Covid, alcuni biomarcatori potrebbero predire la gravità del virus in maniera differente per uomo e donna


Sono ormai quasi due anni che lottiamo con il covid, dapprima un virus sconosciuto e poi entrato – purtroppo – a far parte della nostra quotidianità. Da quando è scoppiata la pandemia, i ricercatori si sono messi all’opera per studiare il virus in ogni suo forma, scoprendo ogni volta cose nuove.

Da alcuni studi è emerso che il virus può attaccare differentemente il corpo di un uomo o di una donna, di un’atleta o di una persona sedentaria: ogni corpo però fa da sé e non c’è una legge scritta.

Un recente studio – pubblicato su Biology of sex differences – del Centro di Riferimento per la Medicina di Genere dell’ISS in collaborazione con i colleghi dell’Istituto Nazionale per le Malattie Infettive Lazzaro Spallanzani, ha evidenziato come alcuni biomarcatori potrebbero predire, in maniera differenziale per gli uomini e per le donne, la gravità e la progressione della sindrome da distress respiratorio acuto nel COVID-19.

E’ ormai evidente che il sesso rappresenti una variabile biologica che influenza la severità di COVID-19 e l’insorgenza della insufficienza respiratoria grave – afferma Elena Ortona, ricercatrice dell’ISS che ha coordinato il team ISS-INMI – La definizione, dunque, di biomarcatori predittivi della progressione della malattia specifici per il sesso può aiutare a monitorare meglio e quindi indirizzare correttamente il trattamento dei pazienti più a rischio“.

I ricercatori hanno osservato – su un totale di 160 pazienti (80 uomini e 80 donne di età comparabile) ricoverati allo Spallanzani tra marzo e settembre 2020, positivi al SARS-CoV-2 – che alcuni marcatori erano efficaci nel predire l’andamento clinico della malattia sia negli uomini che nelle donne, mentre altri mostravano un valore predittivo sesso-specifico.
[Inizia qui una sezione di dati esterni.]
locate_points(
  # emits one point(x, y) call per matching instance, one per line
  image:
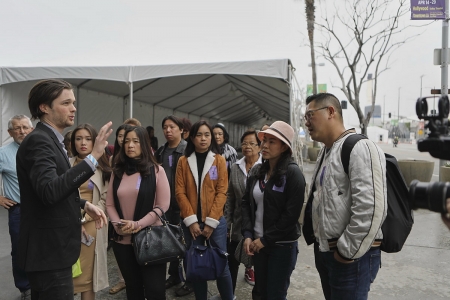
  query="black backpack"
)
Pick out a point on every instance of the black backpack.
point(399, 219)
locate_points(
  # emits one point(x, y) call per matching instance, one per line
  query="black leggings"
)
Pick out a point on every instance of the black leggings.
point(141, 281)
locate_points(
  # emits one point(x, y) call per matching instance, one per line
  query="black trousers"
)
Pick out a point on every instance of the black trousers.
point(51, 285)
point(233, 264)
point(142, 282)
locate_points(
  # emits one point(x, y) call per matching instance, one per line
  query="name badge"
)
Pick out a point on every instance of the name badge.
point(138, 184)
point(280, 188)
point(213, 173)
point(322, 175)
point(90, 185)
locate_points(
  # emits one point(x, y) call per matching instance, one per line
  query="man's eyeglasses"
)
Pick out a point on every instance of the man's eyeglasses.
point(310, 113)
point(248, 145)
point(18, 129)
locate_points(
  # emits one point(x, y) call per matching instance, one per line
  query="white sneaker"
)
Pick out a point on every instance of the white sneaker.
point(217, 297)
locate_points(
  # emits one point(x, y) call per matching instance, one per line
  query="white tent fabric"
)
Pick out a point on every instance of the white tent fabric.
point(240, 94)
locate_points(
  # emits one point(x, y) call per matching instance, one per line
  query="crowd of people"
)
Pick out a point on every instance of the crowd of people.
point(62, 191)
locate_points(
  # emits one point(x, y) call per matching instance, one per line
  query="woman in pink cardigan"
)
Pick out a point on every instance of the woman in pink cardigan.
point(138, 184)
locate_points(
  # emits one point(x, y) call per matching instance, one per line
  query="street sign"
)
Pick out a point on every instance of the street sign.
point(427, 9)
point(437, 92)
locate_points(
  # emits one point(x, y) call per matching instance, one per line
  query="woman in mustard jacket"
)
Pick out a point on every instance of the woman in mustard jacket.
point(201, 187)
point(93, 257)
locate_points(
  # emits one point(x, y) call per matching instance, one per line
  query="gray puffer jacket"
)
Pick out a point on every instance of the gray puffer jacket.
point(349, 208)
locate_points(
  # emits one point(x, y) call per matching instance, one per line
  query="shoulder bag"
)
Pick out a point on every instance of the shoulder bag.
point(205, 262)
point(241, 256)
point(159, 244)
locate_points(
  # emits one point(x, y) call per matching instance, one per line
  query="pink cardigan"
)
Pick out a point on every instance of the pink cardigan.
point(127, 194)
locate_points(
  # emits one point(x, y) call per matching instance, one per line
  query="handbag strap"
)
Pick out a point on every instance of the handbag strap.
point(162, 216)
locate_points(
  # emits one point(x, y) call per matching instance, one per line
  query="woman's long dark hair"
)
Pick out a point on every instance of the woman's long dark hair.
point(190, 147)
point(103, 162)
point(116, 143)
point(144, 162)
point(280, 168)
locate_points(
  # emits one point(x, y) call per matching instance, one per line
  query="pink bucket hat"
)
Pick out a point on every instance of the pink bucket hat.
point(281, 130)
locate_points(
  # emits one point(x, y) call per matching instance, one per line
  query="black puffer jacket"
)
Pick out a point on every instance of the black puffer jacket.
point(282, 207)
point(177, 153)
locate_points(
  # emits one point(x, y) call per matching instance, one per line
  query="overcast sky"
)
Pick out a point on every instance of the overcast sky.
point(50, 32)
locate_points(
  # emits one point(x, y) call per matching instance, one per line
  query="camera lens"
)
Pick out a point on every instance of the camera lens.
point(431, 196)
point(421, 108)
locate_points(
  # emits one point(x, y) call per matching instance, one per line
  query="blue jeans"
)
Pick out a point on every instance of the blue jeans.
point(219, 237)
point(273, 269)
point(20, 277)
point(347, 281)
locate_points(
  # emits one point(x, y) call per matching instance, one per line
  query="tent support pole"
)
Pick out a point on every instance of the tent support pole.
point(131, 99)
point(77, 105)
point(1, 116)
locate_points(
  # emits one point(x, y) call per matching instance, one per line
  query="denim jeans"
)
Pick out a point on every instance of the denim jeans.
point(20, 277)
point(273, 269)
point(142, 282)
point(219, 238)
point(347, 281)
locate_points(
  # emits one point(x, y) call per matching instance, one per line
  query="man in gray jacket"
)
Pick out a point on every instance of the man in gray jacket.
point(344, 213)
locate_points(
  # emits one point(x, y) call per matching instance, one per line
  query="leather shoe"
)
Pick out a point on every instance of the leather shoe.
point(184, 290)
point(170, 282)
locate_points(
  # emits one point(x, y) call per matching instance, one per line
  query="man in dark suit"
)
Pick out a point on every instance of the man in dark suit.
point(50, 228)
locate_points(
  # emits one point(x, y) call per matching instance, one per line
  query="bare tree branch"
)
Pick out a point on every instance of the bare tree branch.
point(359, 38)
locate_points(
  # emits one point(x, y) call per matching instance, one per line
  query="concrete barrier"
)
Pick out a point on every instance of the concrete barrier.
point(411, 169)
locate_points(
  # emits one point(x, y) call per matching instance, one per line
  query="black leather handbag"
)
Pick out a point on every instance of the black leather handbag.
point(159, 244)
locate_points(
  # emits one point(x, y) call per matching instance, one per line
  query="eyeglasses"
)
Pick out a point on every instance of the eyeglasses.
point(248, 145)
point(310, 113)
point(18, 129)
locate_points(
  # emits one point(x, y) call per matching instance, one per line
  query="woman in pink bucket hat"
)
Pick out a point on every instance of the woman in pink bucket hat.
point(271, 207)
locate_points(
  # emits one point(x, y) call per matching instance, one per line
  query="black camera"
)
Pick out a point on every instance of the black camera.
point(432, 196)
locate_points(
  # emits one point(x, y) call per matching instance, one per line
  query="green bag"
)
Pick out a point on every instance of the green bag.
point(76, 269)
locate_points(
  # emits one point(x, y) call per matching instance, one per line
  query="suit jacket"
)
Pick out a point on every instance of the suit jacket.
point(50, 224)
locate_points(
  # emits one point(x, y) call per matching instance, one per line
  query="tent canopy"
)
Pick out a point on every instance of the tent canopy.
point(247, 93)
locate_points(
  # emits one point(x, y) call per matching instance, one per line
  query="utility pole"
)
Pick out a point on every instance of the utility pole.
point(444, 61)
point(398, 108)
point(421, 85)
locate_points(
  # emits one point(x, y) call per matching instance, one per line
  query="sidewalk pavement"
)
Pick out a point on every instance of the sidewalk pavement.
point(420, 271)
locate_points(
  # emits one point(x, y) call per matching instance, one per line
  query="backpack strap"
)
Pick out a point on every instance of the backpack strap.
point(347, 148)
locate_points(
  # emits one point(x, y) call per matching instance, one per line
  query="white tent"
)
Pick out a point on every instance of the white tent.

In particolare, i livelli plasmatici di Ang1-7 e la conta dei neutrofili predicevano l’esito dell’ARDS solo nelle femmine, mentre i livelli plasmatici di testosterone e la conta dei linfociti solo nei maschi.

I nostri dati– conclude Elena Ortona – pur necessitando di validazione su una popolazione più ampia, evidenziano che il sesso dovrebbe essere considerato come variabile biologica per la scelta del biomarcatore appropriato e sottolineano la necessità di personalizzare l’assistenza dei pazienti anche tenendo conto del loro sesso“.